Um blog em todos os sentidos, com umas coisas escritas por Leonardo Vinhas. Tudo que representa o presente e reflete o passado, sem vaticínios futuros.

Saturday, August 25, 2007

Com vocês, Rubens K

Acordei com vontade de ouvir música em espanhol. É uma bela língua, o espanhol.
Imediatamente penso nas espanholas. Espanholas morenas, irrequietas, com uma
personalidade do cão - cadelas teimosas. É assim que vejo as espanholas. Não sei
se lembro de alguma que não seja morena. Não deve existir essa mutação. Quando
aumentei o volume, um debilóide ficou gritando na mesma intensidade do som.
Aumentei mais ainda o volume. Aumentaram os gritos e agora uns gemidos também se
juntaram ao resto da ladainha. Desliguei o som e bati na porta do filho da puta.
Quem atendeu era mesmo um debilóide, um retardado. “Os gritos” eram ele
cantando. Fiquei desconcertado. Não tinha mais ninguém ali, então não falei nada
e fui embora. Não liguei mais a música também. Lembrei que quando eu era
pequeno, oito anos, sei lá, tinha um desses caras no colégio. Não na minha sala,
mas estudava junto com os caras do primeiro ou segundo ou terceiro ano. Todo
mundo olhava o garoto. Ele era mesmo diferente. Tinha um monte de problemas com
o lanche, com o material, com todo o mundo que o cercava.

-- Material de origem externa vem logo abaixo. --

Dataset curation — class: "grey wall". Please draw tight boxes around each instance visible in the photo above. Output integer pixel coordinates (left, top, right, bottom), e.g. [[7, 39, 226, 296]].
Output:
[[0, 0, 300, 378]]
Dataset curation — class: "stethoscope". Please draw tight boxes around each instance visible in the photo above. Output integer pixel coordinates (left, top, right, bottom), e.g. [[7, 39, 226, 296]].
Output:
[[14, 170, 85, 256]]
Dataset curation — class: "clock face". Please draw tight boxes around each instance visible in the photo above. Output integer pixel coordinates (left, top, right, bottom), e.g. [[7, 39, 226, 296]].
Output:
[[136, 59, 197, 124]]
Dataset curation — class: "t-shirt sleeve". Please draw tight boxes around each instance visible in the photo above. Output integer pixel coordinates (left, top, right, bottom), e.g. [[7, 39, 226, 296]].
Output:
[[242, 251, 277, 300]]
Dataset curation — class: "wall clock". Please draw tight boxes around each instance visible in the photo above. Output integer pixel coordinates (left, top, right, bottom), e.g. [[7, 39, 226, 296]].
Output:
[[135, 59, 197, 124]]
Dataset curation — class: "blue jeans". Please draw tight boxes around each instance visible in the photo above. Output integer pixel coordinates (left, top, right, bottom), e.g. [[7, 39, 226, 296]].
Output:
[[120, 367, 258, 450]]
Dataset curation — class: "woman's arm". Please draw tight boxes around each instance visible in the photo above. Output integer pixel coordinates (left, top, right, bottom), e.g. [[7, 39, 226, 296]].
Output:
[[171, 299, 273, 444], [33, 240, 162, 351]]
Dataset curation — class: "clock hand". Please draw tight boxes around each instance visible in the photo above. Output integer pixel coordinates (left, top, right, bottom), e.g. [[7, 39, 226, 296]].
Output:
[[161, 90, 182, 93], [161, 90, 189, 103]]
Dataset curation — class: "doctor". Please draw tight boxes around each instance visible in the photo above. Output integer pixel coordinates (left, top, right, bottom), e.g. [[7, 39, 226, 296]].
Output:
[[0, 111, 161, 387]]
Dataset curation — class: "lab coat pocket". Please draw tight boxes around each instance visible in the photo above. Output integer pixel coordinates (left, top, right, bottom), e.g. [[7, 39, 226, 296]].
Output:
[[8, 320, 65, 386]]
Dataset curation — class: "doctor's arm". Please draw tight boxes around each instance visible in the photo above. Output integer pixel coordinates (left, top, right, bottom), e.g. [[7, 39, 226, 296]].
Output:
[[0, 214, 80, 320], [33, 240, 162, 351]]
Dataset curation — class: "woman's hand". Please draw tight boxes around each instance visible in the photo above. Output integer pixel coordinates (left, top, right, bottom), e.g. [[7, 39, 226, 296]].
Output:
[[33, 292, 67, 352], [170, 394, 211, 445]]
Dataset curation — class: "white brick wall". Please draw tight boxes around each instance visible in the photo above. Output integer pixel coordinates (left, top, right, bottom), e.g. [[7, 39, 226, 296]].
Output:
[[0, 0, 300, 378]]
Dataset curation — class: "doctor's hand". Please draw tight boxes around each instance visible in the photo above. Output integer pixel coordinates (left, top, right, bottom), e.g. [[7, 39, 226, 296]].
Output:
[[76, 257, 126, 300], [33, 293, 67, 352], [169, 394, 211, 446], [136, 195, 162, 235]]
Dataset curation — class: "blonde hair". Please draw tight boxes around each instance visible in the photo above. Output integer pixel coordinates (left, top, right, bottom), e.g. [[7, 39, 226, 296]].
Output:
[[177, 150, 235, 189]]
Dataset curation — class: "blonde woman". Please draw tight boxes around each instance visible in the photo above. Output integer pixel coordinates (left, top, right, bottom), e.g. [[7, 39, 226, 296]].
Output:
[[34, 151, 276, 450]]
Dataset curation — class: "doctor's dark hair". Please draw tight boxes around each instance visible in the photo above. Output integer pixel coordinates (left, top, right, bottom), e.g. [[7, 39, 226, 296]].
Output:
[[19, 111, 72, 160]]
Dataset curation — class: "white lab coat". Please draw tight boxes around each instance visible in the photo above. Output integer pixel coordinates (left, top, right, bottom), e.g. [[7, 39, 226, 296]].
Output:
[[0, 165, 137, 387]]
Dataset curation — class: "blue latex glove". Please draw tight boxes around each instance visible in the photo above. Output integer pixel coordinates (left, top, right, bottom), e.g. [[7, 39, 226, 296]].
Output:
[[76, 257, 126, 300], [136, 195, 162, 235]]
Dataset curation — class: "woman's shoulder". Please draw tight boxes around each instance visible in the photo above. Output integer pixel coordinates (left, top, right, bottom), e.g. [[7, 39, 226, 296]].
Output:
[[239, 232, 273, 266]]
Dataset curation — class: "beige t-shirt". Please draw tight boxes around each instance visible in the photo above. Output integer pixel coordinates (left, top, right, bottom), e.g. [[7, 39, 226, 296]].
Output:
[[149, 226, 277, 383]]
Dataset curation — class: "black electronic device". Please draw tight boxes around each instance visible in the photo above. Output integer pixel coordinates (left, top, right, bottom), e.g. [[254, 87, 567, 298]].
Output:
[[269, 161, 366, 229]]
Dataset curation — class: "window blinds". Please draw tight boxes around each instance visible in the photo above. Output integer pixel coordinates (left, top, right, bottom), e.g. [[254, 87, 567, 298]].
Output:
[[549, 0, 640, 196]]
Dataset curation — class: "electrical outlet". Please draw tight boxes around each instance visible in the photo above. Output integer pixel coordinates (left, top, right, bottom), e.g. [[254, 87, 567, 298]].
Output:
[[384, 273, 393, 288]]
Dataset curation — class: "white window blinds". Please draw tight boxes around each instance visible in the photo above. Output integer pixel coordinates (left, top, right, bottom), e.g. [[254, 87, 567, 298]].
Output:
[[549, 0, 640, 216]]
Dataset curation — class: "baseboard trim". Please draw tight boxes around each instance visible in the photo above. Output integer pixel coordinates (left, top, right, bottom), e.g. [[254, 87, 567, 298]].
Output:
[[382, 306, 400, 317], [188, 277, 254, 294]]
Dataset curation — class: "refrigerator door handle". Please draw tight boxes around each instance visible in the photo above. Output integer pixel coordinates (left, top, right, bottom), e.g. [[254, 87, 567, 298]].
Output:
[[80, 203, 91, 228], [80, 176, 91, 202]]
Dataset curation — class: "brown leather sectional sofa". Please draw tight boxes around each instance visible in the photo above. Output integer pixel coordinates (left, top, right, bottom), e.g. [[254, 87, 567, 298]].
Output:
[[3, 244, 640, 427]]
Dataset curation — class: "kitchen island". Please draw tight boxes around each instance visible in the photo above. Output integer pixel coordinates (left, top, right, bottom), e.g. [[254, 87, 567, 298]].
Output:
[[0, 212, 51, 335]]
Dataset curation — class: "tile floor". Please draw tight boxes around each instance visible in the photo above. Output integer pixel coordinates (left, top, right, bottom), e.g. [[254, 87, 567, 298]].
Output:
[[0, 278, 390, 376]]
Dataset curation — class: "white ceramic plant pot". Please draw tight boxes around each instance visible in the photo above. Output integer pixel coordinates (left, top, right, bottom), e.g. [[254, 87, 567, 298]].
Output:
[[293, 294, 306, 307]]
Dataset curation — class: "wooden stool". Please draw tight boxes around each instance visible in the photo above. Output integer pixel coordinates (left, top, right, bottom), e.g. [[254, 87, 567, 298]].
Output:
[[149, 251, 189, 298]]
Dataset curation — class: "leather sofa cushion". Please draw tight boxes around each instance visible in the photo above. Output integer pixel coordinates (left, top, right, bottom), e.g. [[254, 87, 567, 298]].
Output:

Ele tinha um amigo. Um
negrinho que ficava o intervalo todo ao lado dele e ajudava com as coisas. Que
dupla. Bom, o garoto me parecia forte. Tinha uma cara que destoava de todo o
resto, mas me parecia bastante capaz de enfrentar quem atravessasse o seu
caminho. Na verdade ele mais assustava do que outra coisa. Dele saiam uns gritos
agudos de felicidade ou o que quer que seja, quando ele parecia feliz com alguma
coisa. Eu o evitava por não saber lidar com aquela criatura. Não podia prever
o que faria e isso me deixava em desvantagem. Uma vez, no pátio, ele agarrou uma
menina, uma das bem bonitas, por trás, mas logo soltou e saiu correndo como um
louco pro outro lado. O negrinho foi atrás dele. A menina ficou horrorizada. Foi
a gota d’água. Chamaram os pais do garoto e forçaram a transferência do
“monstro” pra outro lugar, um mais apropriado pra caras como ele - lembro que
foram as palavras da época, mais ou menos. Hoje quando dei de cara com o
retardado, lembrei do cara da escola. Fiquei pensando no que ele fez. Não foi
nada rude, não foi agressão. Acho que na verdade ele gostava dela, achava ela
atraente - como qualquer outro garoto da escola. Ele só foi mais corajoso que o
resto de nós.


(Para quem não conhece: www.rkjazz.wordpress.com. Rubão é baixista do Terminal Guadalupe e da This Charming Band, além de ser um dos melhores escritores dessa Terra. Compila seu material e lança um livro, porra! A rapaziada quer ter esse material na estante!)

1 Comments:

Anonymous Anonymous said...

ta certo, ta certo. grande abraço, Léo. apareça por aqui, brother.